Tego jeszcze w tym roku nie było. Hubert Hurkacz w piątkowe popołudnie nie tylko awansował do czwartej rundy Wimbledonu, ale też po raz pierwszy w sezonie pokonał wyżej notowanego rywala. Rozstawiony z "14" Lorenzo Musetti nie grał źle, ale na Hurkacza to było za mało. Włoch przegrał w trzech setach.

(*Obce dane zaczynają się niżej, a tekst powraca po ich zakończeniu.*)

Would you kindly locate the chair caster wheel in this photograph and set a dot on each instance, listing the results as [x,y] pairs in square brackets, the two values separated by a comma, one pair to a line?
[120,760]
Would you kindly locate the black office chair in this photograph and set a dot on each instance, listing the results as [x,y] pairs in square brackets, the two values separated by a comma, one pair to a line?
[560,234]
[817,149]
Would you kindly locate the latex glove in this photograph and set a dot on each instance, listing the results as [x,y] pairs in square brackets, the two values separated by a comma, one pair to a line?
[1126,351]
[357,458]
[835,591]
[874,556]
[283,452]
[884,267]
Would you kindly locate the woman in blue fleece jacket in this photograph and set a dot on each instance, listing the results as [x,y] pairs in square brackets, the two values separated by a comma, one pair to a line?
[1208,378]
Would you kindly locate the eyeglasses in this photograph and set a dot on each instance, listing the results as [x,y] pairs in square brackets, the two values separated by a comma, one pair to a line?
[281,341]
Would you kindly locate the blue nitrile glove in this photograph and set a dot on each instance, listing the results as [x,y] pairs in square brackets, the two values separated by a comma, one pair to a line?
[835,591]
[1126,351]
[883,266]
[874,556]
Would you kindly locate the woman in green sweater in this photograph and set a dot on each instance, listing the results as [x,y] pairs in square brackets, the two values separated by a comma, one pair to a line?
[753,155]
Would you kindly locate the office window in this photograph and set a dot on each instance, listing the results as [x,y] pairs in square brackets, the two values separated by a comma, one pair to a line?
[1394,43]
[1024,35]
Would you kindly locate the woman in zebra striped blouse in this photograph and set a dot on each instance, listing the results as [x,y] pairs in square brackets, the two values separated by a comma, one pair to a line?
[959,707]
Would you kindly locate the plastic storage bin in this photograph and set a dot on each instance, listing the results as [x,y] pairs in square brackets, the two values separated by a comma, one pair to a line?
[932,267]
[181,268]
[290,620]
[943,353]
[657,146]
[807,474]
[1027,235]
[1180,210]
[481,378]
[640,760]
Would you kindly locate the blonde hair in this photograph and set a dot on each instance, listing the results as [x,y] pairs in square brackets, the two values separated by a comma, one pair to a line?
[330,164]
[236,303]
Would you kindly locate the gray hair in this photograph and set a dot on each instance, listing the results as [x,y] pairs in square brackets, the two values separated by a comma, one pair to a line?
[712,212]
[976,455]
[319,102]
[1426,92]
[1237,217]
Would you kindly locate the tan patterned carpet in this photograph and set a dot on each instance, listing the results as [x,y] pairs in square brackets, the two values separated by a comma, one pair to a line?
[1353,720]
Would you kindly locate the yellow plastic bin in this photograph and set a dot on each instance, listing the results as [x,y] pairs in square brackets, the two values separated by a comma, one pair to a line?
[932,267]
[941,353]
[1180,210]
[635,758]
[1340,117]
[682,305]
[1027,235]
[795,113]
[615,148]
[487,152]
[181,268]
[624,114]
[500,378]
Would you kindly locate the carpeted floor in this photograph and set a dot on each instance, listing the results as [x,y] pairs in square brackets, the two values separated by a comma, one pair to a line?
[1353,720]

- Ogromnie się cieszę z kolejnego zwycięstwa. Do tej pory bardzo dobrze serwuję w turnieju, także jestem zadowolony z gemów serwisowych. Pomaga mi to, a jednocześnie wywiera presję na przeciwniku - podzielił się wrażeniami po dotychczas rozegranych spotkaniach Hurkacz.
26-letni wrocławianin jest nie do ruszenia przy własnym podaniu. W trzech meczach ani razu nie dał się przełamać. Co rzuca się w oczy, rywale mają problem również jego drugim serwisem. Przełamanie naszego tenisisty jest zadaniem piekielnie trudnym. Zwłaszcza na wimbledońskiej trawie, gdzie czuje się jak ryba w wodzie.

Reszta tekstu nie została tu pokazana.